The 3 point shot has revolutionized basketball and turned the NBA upside down. The smartphone has revolutionized health care and turned the doctor-patient relationship upside down.
Let’s examine those two statements.
In a recent Wall Street Journal article, Martin Johnson describes the dramatic changes that the creation of the 3 point shot has created. The prior era in was dominated by a dominating big man- Bill Russell, Wilt Chamberlin, and Kareem Abdul Jabbar. As Johnson writes, “This made intuitive sense: The better a team is at protecting its basket, the better its defense should be.”
Suddenly, the rules changed and the 3 point shot was created.
With new rules, new values.
With new rules, new math, new economics for the NBA.
What had been valuable- the dominant big center to defend the basket- is no longer as valuable.
What had not been as valuable- a small, quick, long distance shooting guard, and those best suited to defend against them- now are a valued resource.
The evidence of this ‘transformative innovation’ is everywhere; from Stephen Curry, a small nimble, excellent shooting guard, winning the NBA MVP award to the NBA finals between the Cavaliers and the Warriors- where the defense is as fierce at the 3 point line as it is right under the basket.
So the new rule establishing the 3 point line has turned the game inside out, shifting the focus from the ‘big man’ to a new type of player – as John Hollinger, the Memphis Grizzlies vice president of basketball operations, states in the Journal, “It has completely changed the way players are valued on the market. Now we put a premium on length and basketball IQ.”
Speaking of the 3 point shot, Jeff Van Gundy, former NBA coach states “It’s the biggest change in the game in a generation.”
So what has the 3 point shot to do with healthcare?
Everything I would suggest- but first a bit of background is needed.
Dr. Eric Topol, voted the most influential physician by Modern Healthcare, suggests in his 2014 book, ‘The Patient Will see You Now‘ that medicine is having it’s Gutenberg moment, ushered in by the smartphone. He predicts that smartphones will democratize medicine by changing the historically asymmetric doctor-patient relationship.
He predicts that the smart phone, with it’s ability to perform real time tests and assessments, and instantly access literally all current medical information, will present as bold a challenge to the current structure of health care delivery as Luther did to the Catholic Church. The locus of control will shift from the doctor to the patient- with patient experience and feedback becoming a central component of the health care relationship. Other predictions follow- for example, Dr. Topol suggests that the hospital as we know it today, will be extinct- with many of the current medical applications that occurs in a hospital, shifting to a virtual space generated by smartphones, with the physical hospital shrinking to address only those medical services that require direct physical presence of the patient and the health care provider.
So what about the 3 point shot, Stephen Curry and the NBA?
Well, just as the ‘new technology’ of the 3 point shot has shifted the economics of NBA player valuation, I want to suggest, following the path blazed by Dr. Topol, that the ‘new technology’ of the ‘smartphone’ is rapidly shifting the economics of healthcare valuation.
Just as the 3 point line turned the NBA inside out- with a shift in emphasis from the area close to the basket to the area 23 feet from the basket- so has, or will, the smartphone turn healthcare inside out- shifting the emphasis from the doctor to what had been seen as the periphery- the patient, and the patient’s experience of their own health and illness.
As in any transformation, the path, in both the NBA and in health care, will not be straightforward. One has only to witness Stephen Curry’s most recent struggles in Game two and three of the NBA Championship to realize that any strategic transformation is accompanied by much difficulty – and importantly, is also met by a transformation in the entire ecosystem (i.e. the Cavaliers defensive adjustments at the three point line).
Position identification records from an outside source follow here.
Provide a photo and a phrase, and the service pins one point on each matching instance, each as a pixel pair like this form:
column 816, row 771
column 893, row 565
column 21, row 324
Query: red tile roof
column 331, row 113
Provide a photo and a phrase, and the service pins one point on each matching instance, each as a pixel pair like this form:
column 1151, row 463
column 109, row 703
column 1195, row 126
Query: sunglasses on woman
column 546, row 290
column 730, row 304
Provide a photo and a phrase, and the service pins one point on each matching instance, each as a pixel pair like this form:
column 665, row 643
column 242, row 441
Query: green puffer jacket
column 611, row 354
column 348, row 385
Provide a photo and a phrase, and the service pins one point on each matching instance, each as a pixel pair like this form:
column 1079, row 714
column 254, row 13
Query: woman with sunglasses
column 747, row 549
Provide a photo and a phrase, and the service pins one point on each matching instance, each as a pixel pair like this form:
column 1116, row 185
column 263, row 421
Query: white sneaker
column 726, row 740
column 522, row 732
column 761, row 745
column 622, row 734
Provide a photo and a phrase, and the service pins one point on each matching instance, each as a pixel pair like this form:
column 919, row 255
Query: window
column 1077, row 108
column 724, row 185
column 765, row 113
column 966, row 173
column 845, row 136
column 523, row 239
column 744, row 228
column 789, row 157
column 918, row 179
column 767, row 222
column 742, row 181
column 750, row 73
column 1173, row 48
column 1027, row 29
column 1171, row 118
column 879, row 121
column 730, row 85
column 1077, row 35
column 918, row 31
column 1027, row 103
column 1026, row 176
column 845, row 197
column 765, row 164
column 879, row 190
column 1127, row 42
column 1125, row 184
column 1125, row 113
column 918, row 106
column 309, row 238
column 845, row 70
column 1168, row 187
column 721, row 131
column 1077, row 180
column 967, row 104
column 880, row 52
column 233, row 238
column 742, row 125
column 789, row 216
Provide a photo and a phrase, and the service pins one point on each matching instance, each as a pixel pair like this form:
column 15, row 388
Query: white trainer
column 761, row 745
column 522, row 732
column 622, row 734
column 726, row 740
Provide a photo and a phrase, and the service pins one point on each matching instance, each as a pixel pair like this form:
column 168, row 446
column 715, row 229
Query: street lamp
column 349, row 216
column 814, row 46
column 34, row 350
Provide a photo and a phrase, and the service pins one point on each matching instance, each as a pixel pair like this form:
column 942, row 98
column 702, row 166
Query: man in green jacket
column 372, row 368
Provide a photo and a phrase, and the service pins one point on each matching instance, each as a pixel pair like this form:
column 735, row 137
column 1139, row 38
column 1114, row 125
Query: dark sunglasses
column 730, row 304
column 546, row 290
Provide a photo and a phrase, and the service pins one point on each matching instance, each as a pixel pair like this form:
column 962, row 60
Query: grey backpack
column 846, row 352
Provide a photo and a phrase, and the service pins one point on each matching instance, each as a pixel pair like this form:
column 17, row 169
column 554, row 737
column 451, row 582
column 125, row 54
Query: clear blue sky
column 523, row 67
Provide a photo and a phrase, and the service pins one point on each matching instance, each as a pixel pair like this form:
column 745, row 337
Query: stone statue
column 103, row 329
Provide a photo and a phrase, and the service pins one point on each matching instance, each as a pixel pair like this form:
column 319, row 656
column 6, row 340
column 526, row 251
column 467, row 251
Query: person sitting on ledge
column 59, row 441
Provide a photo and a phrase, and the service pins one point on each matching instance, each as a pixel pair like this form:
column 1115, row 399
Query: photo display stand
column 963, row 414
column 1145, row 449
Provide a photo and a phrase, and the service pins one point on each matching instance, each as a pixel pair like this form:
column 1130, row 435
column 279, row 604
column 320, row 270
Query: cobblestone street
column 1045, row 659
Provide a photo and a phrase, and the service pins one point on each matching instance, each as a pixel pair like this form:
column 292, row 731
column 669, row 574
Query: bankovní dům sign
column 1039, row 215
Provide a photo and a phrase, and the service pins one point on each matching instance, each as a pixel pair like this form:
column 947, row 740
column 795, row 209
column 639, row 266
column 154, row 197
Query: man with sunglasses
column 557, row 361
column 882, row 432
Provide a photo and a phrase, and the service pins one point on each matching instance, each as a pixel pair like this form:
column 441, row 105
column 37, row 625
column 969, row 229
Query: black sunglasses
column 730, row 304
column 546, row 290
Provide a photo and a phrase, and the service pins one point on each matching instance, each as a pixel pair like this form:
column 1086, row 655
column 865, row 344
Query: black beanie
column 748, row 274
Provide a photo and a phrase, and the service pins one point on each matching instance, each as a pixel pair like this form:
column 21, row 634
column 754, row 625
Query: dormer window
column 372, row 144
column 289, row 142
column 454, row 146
In a similar fashion, the transformation that the smartphone is bringing to health care will not proceed in a linear fashion. There will be the inevitable failures, mistakes, and bad outcomes- both at the business level, and sadly, the personal health outcome level.
Nonetheless, I agree with Dr. Topol’s overarching thesis- that the patient will play an increasingly important role in their own health experience and that this role will lead to overall improvements in health outcomes.
As far as the Warriors- Cavaliers go? And Stephen Curry versus LeBron James? I have to confess I enjoy the NBA, but it has not been the same for me since Walt Frazier, Willis Reed, Dave DeBusschere, Dick Barnett, and Bill Bradley graced the hardwood in Madison Square Garden. Go Knicks!